- Opening Tiles of High Stakes
- Genre: Sitcom
- Starring: Richard Wilson Jack Shepherd Jason O'Mara
- Country of origin: United Kingdom
- No. of series: 1 (plus 1 unaired)
- No. of episodes: 6 (plus 6 unaired)

Production
- Running time: 30 minutes

Original release
- Network: ITV
- Release: 22 April – 27 May 2001

= High Stakes (TV series) =

The High Stakes is a British sitcom starring Richard Wilson that aired in 2001. It was written by Tony Sarchet. The second series remains unaired.

==Plot==
Nicholas Quinn, a former Treasury official, is the new chairman of an investment bank called Kendrick Maple, a company that is in need of modernising. The managing director is long-standing employee Bruce Morton and he is outraged by Quinn's attempt to modernise. Between them is young, high-flyer Greg Hayden, who often acts as a mediator.

==Cast==
- Richard Wilson as Bruce Morton
- Jack Shepherd as Nicholas Quinn
- Jason O'Mara as Greg Hayden

==Episodes==

| Title | Airdate | Overview |
|---|---|---|
| "Soulmates" | 22 April | Nicholas Quinn, the new chairman of Kenrick Maple, decides that the bank needs a new culture of trust and openness.An investor uses astrology to make his investments.

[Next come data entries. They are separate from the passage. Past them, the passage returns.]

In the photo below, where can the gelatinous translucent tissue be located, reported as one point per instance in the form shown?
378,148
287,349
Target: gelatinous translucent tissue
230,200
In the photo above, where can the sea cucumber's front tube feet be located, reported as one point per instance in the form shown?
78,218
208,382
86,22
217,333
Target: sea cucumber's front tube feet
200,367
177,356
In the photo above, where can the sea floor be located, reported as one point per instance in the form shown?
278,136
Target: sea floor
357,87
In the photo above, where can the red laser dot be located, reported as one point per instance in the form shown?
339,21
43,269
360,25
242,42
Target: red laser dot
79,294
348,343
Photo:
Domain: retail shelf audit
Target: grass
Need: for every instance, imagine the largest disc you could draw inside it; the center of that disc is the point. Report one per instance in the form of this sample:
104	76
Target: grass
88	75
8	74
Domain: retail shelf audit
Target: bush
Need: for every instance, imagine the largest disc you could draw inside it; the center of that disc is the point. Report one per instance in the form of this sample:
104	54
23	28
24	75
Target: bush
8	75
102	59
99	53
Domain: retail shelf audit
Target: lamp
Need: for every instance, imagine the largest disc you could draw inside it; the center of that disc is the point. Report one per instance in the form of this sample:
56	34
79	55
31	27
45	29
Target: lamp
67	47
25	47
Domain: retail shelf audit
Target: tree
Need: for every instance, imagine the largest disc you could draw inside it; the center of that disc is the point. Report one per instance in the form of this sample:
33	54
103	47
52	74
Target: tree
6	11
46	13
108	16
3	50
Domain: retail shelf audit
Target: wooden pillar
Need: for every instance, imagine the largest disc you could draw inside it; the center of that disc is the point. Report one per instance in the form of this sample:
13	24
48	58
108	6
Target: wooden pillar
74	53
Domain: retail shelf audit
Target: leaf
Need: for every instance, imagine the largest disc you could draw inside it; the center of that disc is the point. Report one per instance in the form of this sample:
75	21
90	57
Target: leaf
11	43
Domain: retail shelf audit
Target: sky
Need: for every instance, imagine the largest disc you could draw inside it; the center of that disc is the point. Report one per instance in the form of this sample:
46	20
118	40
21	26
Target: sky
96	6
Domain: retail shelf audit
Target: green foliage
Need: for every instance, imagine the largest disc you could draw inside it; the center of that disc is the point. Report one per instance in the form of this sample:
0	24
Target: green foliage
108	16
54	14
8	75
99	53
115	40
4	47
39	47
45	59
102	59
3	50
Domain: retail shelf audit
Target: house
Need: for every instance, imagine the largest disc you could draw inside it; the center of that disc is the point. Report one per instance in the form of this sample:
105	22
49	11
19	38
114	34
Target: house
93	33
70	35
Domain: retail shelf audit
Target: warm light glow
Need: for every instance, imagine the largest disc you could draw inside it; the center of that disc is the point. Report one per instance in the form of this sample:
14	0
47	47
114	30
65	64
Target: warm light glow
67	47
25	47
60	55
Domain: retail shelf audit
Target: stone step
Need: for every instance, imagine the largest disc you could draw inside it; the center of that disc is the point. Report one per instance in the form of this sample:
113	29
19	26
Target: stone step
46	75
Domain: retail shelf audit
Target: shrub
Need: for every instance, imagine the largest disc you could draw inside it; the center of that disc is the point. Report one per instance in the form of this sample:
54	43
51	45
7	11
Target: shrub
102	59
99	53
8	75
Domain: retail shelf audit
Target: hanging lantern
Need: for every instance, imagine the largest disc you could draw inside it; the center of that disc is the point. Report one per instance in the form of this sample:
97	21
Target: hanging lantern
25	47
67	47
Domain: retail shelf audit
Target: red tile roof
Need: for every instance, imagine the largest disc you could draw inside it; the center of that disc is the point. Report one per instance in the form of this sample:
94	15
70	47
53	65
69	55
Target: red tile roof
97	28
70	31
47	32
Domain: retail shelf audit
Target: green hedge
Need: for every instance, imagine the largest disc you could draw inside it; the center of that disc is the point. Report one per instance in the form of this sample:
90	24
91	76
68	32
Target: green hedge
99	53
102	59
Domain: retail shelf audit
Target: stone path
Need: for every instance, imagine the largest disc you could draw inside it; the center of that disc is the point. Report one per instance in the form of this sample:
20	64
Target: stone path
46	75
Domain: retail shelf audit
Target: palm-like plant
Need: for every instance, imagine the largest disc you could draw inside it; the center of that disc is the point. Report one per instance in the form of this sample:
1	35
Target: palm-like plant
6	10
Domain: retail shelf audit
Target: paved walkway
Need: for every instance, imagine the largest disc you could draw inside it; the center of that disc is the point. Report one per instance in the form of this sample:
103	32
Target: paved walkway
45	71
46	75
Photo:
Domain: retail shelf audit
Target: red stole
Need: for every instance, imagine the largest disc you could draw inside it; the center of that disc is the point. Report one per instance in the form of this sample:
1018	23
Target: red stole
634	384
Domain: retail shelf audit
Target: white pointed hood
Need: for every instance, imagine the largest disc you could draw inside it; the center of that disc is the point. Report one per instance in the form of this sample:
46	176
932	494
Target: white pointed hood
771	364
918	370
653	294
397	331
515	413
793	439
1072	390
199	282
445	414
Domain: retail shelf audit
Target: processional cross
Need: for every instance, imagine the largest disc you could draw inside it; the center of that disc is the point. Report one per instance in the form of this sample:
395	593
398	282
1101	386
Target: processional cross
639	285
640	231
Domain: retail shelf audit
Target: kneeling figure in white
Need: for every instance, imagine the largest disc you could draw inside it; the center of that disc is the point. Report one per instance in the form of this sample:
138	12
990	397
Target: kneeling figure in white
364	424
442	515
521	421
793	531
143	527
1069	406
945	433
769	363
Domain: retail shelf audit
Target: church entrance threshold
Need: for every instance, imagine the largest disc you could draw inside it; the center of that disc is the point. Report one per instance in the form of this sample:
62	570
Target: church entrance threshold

Bruce asks Greg Hayden to arrange a meeting for him with a member of Clay's team, Rebecca Parsons. Clay may be in trouble. After Clay plots Bruce and Nicholas's astrological charts, he pleads with Nicholas and Bruce for one of them to leave the bank. Nicholas asks Bruce to go to Birmingham for a meeting with a Latvian Trade Delegation the following afternoon. Nicholas contacts Delphina, a hypnotist, and convinces her to hypnotize Clay without his knowledge. |
| "An Act of Defiance" | 29 April | Greg Hayden is on the phone to his girlfriend, Lisa, who is in London for the weekend. He is anxious for Nicholas to approve the Strategy Review, but, when Nicholas returns from a Stress Management seminar, he makes many changes to the Strategy Review. Bruce sees Greg changing his shirt in the office, and learns that Lisa is over from New York. Bruce tries to persuade Nicholas to call off an investigation about sex in the office. Nicholas assumes Bruce is the guilty party. Nicholas questions Natalie, his new temp, about work relationships; so she thinks he is talking about sex with him, and is horrified. |
| "The Devil Is In The Detail" | 6 May | Bruce Morton arrives for work at the bank, happy to hear from Greg that Nicholas Quinn is in his office. Bruce is angry about a new trader reporting system that Nicholas has introduced. A successful trader, Mary Mansfield, tells Nicholas at the lunch that she has made £46 million for the bank. Bruce questions Brian Wallis, head of Trading, about Mary's trading. She is a quant analyst whom Brian allowed to do a little trading to get a feel for it. Nicholas asks Professor Donnelly to check over Mary's transactions. Donnelly tells Nicholas that Mary has made a loss of £83 million. |
| "The Poacher" | 13 May | Bruce tells Greg that he is expecting some emails from their Far East Traders. They are addressed to him using the joke nickname "Monkey Balls." Greg tells him that Nicholas has installed computer software that is acting up, and people have to send faxes, rather than e-mails. Needing to fill the post of head of Eurobonds, Nicholas decides to employ the services of a head-hunter, Christabel Webster. |
| "The Challenge" | 20 May | Bruce takes over as chairman of Kenrick Maple, while Nicholas is away at a European Banking Conference for four days. Bruce tells Greg that he saw Mike Burchett and Pete Salter skulking in the corridor. Bruce's instinct tells him that Pete and Mike are thinking of leaving the bank and he decides to question Mike. Bruce goes for an evening drink with Mike and is disappointed with what he finds out. Greg tells Bruce that they must stop Pete and Mike from staging a Boardroom coup. Nicholas returns, to be told that Mike has made an important decision. |
| "Dream Team" | 27 May | Emily, the bank's Corporate Affairs spokesperson, has prepared a statement about the repayment of a £30 million loan to the bank, from Michael Calderwood, at the Crastock Group. Stapnall-Phillips, head of Corporate Finance, tries to reassure Bruce and Nicholas that Crastock is not going to collapse. Bruce and Nicholas ask Calderwood to repay the loan, and he agrees. Later, Nicholas and Bruce must ask Calderwood, again, for repayment of the loan. Nicholas is thrilled when Calderwood gives him a gold flute, and invites him and Bruce to his birthday party. |

A second series of High Stakes was written and made and was due to air in winter 2001.

==DVD releases==
The first series and unaired second series was released on DVD in Region 2 (UK) on 14 May 2007, distributed by Acorn Media UK.